Again, it will be desirable also to take special care to guard the popular mind from a misconception of the nature of the secession itself. In truth, instead of being an instance of the persecuting spirit of the Church, it is a singular example of her forbearing, and conciliatory, and comprehensive temper. If the Church, when restored, had turned out the whole body of the men who had been thrust into her benefices, just as they had turned out the whole body of the orthodox clergy, there would have been something to be said in defence of such a measure. The majority of those men were not, and never had been, clergymen; and the few who had once been so had long since forsworn her doctrines, and vowed to root out her organization. But, on the contrary, the Church made every endeavour to conciliate them, and win them into the Church. They were at once promised that they should be undisturbed until there had been ample time to discuss differences, and to come to some re-settlement of religion; and that all who should ultimately agree to that re-settlement, and should desire to enter into the ministry of the restored Church, should be permitted to do so, and to retain the benefices they held; and Bishoprics, Dignities, and Preferments were at once offered to the most eminent men among them. Two years were spent in the endeavour to conciliate all: but it was found useless to prolong the discussion; because the vast majority were long ago agreed, and the few dissentients showed no disposition to yield even their most trifling scruples. Then, at length, the Church was re-settled on that liberal and comprehensive basis on which it now exists; and three months more of grace were given, during which the door was still open to all who could make up their minds to accept the doctrines of the Church, and to receive her Orders. Would any reasonable man have had the Church allow men to occupy her livings who were not of her clergy, or to teach from her pulpits what was contrary to her doctrine? In one word, was the secession the fault of the Church, or was it the legacy of evil which the Rebellion left behind?
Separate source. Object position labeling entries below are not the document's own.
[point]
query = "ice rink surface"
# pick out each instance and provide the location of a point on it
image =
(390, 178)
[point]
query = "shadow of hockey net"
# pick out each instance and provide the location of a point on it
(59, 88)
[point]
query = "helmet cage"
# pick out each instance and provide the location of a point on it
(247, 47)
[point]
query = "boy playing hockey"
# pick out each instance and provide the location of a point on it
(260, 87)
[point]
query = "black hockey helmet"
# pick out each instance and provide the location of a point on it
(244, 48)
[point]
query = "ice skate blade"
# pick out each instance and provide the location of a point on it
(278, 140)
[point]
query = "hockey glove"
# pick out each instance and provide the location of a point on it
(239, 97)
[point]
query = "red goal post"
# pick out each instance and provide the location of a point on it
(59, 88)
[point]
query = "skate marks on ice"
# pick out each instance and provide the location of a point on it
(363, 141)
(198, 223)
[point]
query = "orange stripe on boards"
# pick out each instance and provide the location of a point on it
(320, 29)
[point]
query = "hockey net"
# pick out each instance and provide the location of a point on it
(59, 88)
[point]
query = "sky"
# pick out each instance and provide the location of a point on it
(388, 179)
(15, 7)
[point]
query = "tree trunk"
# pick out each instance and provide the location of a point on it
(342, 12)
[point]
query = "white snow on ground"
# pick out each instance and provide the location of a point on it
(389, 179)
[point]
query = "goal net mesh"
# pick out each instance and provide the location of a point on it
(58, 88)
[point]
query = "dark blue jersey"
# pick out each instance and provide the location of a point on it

There is still another point which seems to us ought to underlie all these historical disquisitions. It may be explained that the points on which the "Nonconformist Divines" seceded were not those which the modern political Dissenters allege as the chief points of difference between them and the Church. There is abundant proof that the Nonconformists were strongly in favour of the connection between Church and State; they held endowments, and would fain have continued to hold them; they upheld Church-rate, passed an Act of Parliament to enforce them, and had no scruple about seizing the goods of those who would not pay. They were content to accept a liturgy, and a moderate episcopacy. They spoke very strongly against toleration, and one of their first demands was for more regular confirmations. So that the commemoration of these men would not be a celebration of voluntaryism or liberty of conscience, or any such great principles; it would be a celebration of the mere fact of the secession. It is true that many ministers did secede from the National Church on Bartholomew's Day, 1662, and that their secession was the first great schism among the reformed Christians of England. And we think it may be asked boldly of any ordinary assembly of Englishmen, whether they think the origin of our religious divisions to be a subject for national rejoicing? We feel sure that a great deal of good may be done by pressing home the questions of the failure of Dissent to educate or evangelize the masses, and its lamentable result in dividing the household of Christ against itself, and weakening its hands for every good work. There is a strong yearning after re-union in the minds of great numbers of all denominations of Christians; and we think that this opportunity should be embraced to urge upon our "brethren of the separation" whether the only hope of that blessed event does not lie in their re-union with the Church, in which there is so much with which they sympathize, and which, as they themselves very well know, is the only effectual barrier against the Church of Rome.